Submitted photo

Kootenay cadets recognized for excellence

Castlegar, Nelson and Trail cadets join forces for Annual Ceremonial Review

Local Cadets were at their finest for the Annual Ceremonial Review (ACR) on Saturday at the Castlegar Community Complex.

Sea Cadets from 81 Hampton Gray VC. RCSCC (Nelson) and 131 Kootenay RCSCC Trail, and Air Cadets from 531 RCACS (Trail), 561 Osprey RCACS (Nelson) and 581 RCACS (Castlegar) participated in their ACR, the final formal event of the year for the cadets, prior to them departing for various Summer Training centres throughout Western Canada.

On the parade, several prestigious awards and presentations are handed out, acknowledging the hard work and perseverance of local youth in the Canadian Cadet Movement.

This year, approximately 85 cadets from all five units in the West Kootenay teamed up in a display of comradeship and cooperation.

The cadets led the parade in its entirety, and this year there were two auditions to fill the available positions. The Reviewing Officer for this year’s ACR was Regional Cadet Support Unit Commanding Officer, Commander Brad Henderson, accompanied by his Chief, Chief Petty Officer First Class David Bliss.

“When I was told the cadets on this parade today had only one practice before we showed up, I was astounded,” said Bliss. “My job in the military, as a Chief, is to plan and execute parades and today’s parade was impressive!”

Included in the ceremony were presentations of awards. Each of the five participating cadet units presented their top three awards, saving the remainder for more intimate celebrations at the local level.

131 Kootenay RCSCC presented the Navy League Medal of Excellence to Chief Petty Officer First Class Naomi Savage. This national-level award is only presented to 1 in every 200 senior Royal Canadian Sea Cadets that reflect The Navy League of Canada’s core values of loyalty, professionalism, mutual respect and integrity. The selected cadets are highly involved in their community, exhibit strong leadership, have outstanding dress and deportment and provide an example for younger cadets to strive for. Savage also received recognition for six years’ service to the program.

This was CPO1 Savage’s last parade as a cadet.

“I am going to really miss being a cadet,” she said through tears. “But I am excited to start my new adventures, and look forward to coming back and helping the program as an adult leader. It’s really important to me to give back some of what I came away with.”

Petty Officer First Class Jordan Cherrington received recognition for five years service in the Sea Cadet program.

531 RCACS had a tie for their Top Cadet Award, and presented Flight Sergeant Brodie Grosjean of Trail and Warrant Officer Second Class Kelton Kinch of Trail each with a plaque and a trophy to share between them.

Sergeant Eben Sirges also of Trail received the silver level for the Duke of Edinburg’s International Award. This is an internationally-recognized award, and required months of hard work to achieve.

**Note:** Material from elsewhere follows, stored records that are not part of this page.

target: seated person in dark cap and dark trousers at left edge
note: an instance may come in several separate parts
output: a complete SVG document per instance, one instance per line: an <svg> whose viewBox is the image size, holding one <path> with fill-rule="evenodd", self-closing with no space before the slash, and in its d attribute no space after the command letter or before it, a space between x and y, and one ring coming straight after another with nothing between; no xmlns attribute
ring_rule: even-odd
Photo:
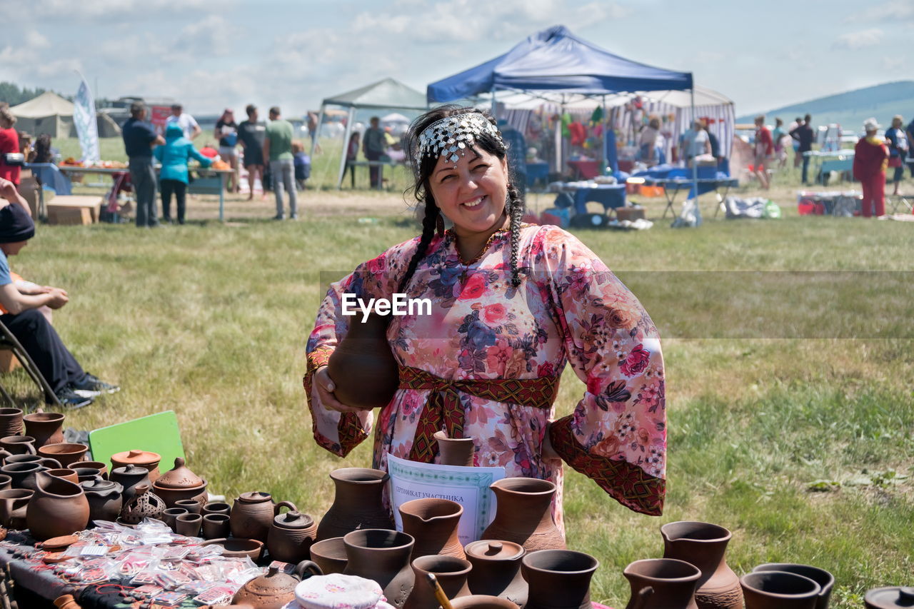
<svg viewBox="0 0 914 609"><path fill-rule="evenodd" d="M19 253L35 235L35 223L28 204L16 186L0 179L0 305L6 313L0 322L16 336L61 405L67 408L88 406L101 393L113 393L119 387L101 381L80 367L64 347L57 331L40 309L58 309L69 301L59 288L41 287L38 294L23 294L10 276L7 256Z"/></svg>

The Cadet program, which include Sea, Army and Air Cadets, is the largest government funded youth program in Canada with over 50,000 participants across Canada. The cadet program accepts youth between the ages of 12-18 who have a desire to learn more about the air element of the Canadian Forces, develop the attributes of leadership and good citizenship and promote physical fitness. While the program is military based, there is no obligation for a cadet to join the Canadian Armed Forces.